Духовка | страница 24



Гражданин — заложник истории, а сегодняшняя история управляется корпоративными интересами. Властвует сегодня тот, чья корпорация вовремя сбросила ненужные акции племени, культуры, гражданского общества — как заведомо убыточные. Властвует тот, кто отменил внутри своего производства общечеловеческие законы. Правящий класс люмпен-миллиардеров, независимых от истории, культуры и народа, легко распорядится жизнью тех, кто еще связан привычными узами родства.

Неоплатоники играют на повышение

Историю подчас представляют как соревнование открытых и закрытых обществ, в частности, известная концепция Поппера предлагает нам увидеть историю как оппозицию открытого общества и его врагов (имеются в виду тоталитарные концепции бытия, куда включены платоновская модель и марксистская утопия). Считается, что развитие цивилизации вытесняет вредные утопии на окраины мира, а просвещенный центр весь охвачен демократией, воплощенной в рыночном соревновании.

Это дихотомическое мышление стало особенно популярно в последней трети ушедшего века, все события «века крайностей» (по Хобсбауму) трактовались в зависимости от того, насколько они продвигали общество прочь от тоталитаризма к свободе. Представитель среднего класса почувствовал себя венцом творения — он был умнее Маркса и прогрессивнее Платона. Именно он, представитель среднего класса, отдал свой голос за изничтожение тоталитарной модели общества — к вящему торжеству прогресса.
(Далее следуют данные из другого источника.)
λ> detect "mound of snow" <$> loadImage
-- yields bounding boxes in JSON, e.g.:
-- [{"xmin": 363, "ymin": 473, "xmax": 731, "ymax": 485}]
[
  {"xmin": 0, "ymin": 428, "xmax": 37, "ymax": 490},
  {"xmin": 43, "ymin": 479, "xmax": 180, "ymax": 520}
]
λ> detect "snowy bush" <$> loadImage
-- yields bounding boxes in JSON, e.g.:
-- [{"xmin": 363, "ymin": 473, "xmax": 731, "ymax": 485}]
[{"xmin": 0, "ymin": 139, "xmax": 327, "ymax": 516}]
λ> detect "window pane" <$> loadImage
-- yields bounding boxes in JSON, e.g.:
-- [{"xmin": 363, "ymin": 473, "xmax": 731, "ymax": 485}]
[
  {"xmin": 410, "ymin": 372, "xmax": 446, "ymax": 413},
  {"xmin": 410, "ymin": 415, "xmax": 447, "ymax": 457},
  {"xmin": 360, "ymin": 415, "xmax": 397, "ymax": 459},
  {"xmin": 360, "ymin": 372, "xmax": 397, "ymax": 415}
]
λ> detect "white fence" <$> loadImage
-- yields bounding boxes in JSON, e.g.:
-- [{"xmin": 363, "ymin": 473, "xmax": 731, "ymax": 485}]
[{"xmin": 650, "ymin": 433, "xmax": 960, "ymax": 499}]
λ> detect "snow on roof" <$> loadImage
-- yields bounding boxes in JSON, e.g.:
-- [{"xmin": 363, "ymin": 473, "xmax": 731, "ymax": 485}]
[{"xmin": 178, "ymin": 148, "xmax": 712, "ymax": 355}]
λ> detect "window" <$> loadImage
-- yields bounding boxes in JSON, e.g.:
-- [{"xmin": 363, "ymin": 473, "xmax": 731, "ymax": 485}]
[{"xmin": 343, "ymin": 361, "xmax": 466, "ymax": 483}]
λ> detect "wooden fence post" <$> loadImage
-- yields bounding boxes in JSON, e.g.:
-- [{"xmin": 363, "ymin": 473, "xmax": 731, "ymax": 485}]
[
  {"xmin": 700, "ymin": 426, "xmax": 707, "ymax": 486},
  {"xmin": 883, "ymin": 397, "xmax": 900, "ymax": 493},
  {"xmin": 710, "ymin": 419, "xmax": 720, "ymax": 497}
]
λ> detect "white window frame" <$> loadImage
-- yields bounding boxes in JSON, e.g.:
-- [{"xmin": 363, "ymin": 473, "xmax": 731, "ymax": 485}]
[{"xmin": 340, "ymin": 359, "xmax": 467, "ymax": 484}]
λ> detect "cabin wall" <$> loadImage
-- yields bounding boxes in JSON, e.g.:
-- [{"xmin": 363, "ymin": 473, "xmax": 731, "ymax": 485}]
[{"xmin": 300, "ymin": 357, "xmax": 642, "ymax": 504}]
По окончании двадцатого века приходится констатировать, однако, что платоновскую модель никто не отменял, риторика оказалась фальшивой.
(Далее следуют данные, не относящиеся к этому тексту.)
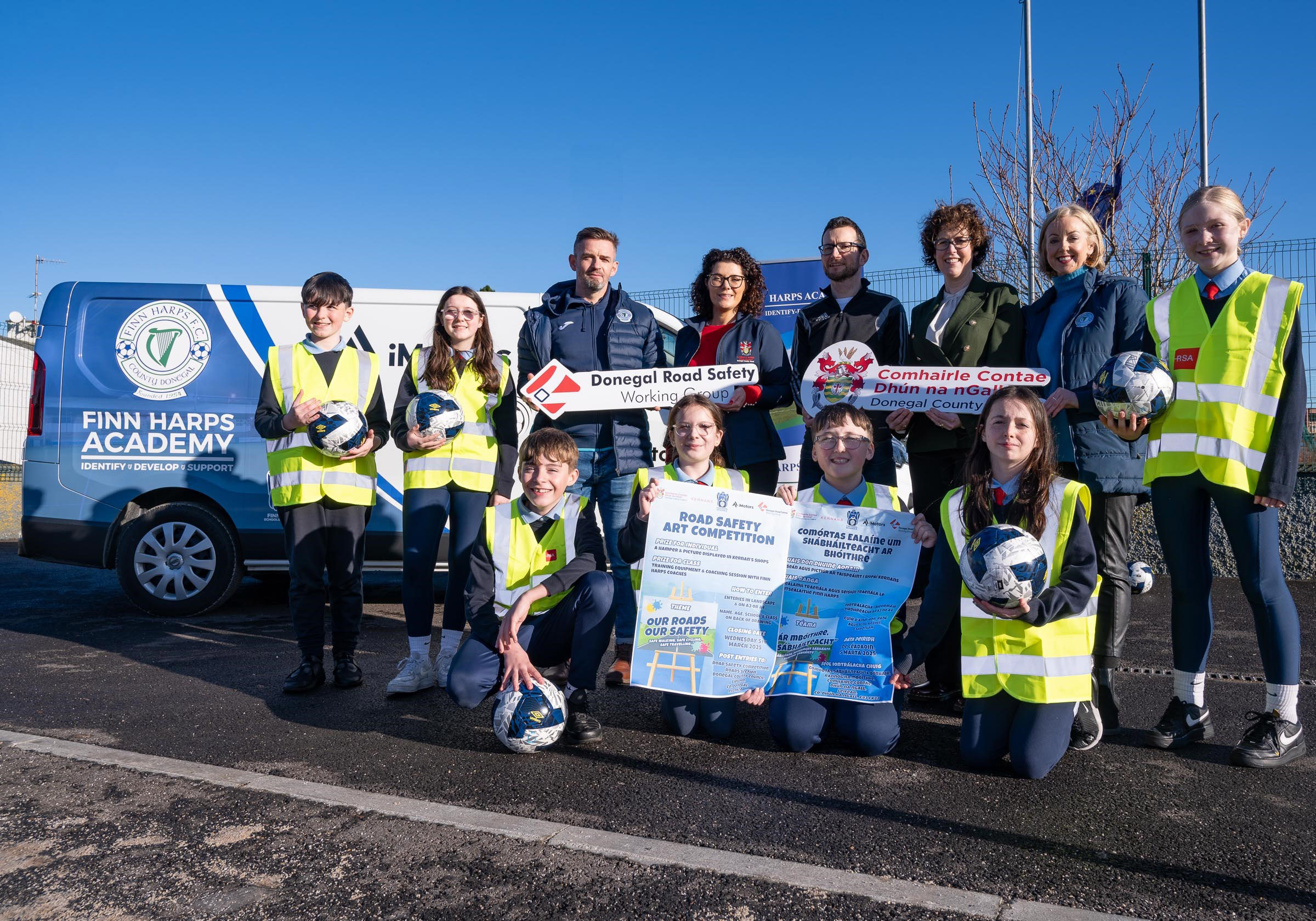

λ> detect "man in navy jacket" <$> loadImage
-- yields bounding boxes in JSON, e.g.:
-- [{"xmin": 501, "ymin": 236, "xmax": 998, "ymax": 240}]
[{"xmin": 516, "ymin": 228, "xmax": 667, "ymax": 684}]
Карл Поппер поспешил объявить платоновскую республику врагом открытого общества — на деле более преданного друга демократии не сыскать. Платоновская модель была имплантирована в тело демократического государства — как условие его жизнеспособности. Открытое общество охотно мирилось с тем, что финансовая система фон Хайека следует платоновской теории припоминания: наши денежные знаки есть тени чужого благополучия. В основу финансовой, оборонной, социальной функции демократии, разумеется, положена модель идеального закрытого государства — просто эта тотальная модель как бы подчинена общей концепции свободы. Так, например, аппарат КГБ, формально поставленный на службу демократии, представляется гражданам не столь страшным. Допустим, деятельность нефтяного концерна осуществима только при условии строгой диктатуры руководства — но по видимости эта диктатура локализована, ограничена стенами компании. По сути, мы наблюдаем, как сотни платоновских государств (т. е. корпорации, трасты, компании, концерны, министерства) обеспечивают потребности демократического общества. И как бы могло быть иначе — в перенаселенном мире?